Golf, Ireland

The Troubles

Bloody SundaySunday, Bloody Sunday

It has been said that the 20th Century was the most violent century since man started walking upright. From the Boer War to the Balkans, two world wars, revolution in Russia, “insurgency” from Algeria to Malaysia, from Vietnam to Angola. A bloody century and all of it more or less completely tragic.

That context, perhaps, is what made last week’s official apology of the new British Prime Minister, David Cameron, so unusual and, one can hope, so important. Cameron, still in the honeymoon of his recent election, took to the floor of the Commons to react to the years-in-the-making official inquiry into the bloody Sunday of January 30, 1972 in Londonderry (or Derry), Northern Ireland.

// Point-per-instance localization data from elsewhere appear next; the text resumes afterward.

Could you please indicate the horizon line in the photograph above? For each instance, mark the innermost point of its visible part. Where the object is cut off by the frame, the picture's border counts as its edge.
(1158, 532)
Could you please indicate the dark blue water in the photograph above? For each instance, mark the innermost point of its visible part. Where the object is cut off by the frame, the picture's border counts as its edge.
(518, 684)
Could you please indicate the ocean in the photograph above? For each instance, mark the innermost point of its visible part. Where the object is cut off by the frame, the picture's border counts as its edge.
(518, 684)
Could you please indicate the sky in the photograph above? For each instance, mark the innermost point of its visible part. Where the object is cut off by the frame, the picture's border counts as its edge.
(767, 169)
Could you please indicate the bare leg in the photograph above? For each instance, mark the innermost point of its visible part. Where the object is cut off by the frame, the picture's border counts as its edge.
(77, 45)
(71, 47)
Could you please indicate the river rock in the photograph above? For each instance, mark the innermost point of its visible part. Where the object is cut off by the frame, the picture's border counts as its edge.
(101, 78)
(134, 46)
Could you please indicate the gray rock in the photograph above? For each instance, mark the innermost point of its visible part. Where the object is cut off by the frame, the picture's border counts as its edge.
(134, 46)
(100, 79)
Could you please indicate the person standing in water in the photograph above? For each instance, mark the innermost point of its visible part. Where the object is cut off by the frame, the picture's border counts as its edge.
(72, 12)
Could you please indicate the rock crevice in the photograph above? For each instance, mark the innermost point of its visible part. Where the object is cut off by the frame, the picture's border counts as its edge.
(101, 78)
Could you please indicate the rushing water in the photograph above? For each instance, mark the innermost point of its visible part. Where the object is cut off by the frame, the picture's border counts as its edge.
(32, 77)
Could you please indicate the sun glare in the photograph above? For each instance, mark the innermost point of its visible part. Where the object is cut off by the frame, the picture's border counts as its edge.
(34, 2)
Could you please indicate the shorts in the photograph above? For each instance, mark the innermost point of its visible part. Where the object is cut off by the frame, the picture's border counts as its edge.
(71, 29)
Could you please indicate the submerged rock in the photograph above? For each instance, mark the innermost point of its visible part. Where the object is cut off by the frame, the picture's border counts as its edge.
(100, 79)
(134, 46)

Some British troops, ironically from the heroic and decorated Parachute Regiment, completely lost their heads on that Sunday and fired into a civil rights protest crowd. Eventually fourteen died and Ireland north and south started to bleed. Before “the troubles” sputtered out many years later – thanks in no small part to American help from George Mitchell and Bill Clinton – thousands more had died and violence by the gun and bomb had, in some ways, become a substitute for politics in Ireland.

Cameron’s comments all these years later about Bloody Sunday have reverberated across Ireland and Britain; indeed around the world. Here is part of what the young prime minister, not much more than a toddler when it happened, had to say:

“Mr. Speaker, I am deeply patriotic. I never want to believe anything bad about our country. I never want to call into question the behavior of our soldiers and our army who I believe to be the finest in the world.

“But the conclusions of this report are absolutely clear. There is no doubt. There is nothing equivocal. There are no ambiguities. What happened on Bloody Sunday was both unjustified and unjustifiable. It was wrong.”

The press and political reaction to Cameron’s words – and as much his tone – has been rather remarkable.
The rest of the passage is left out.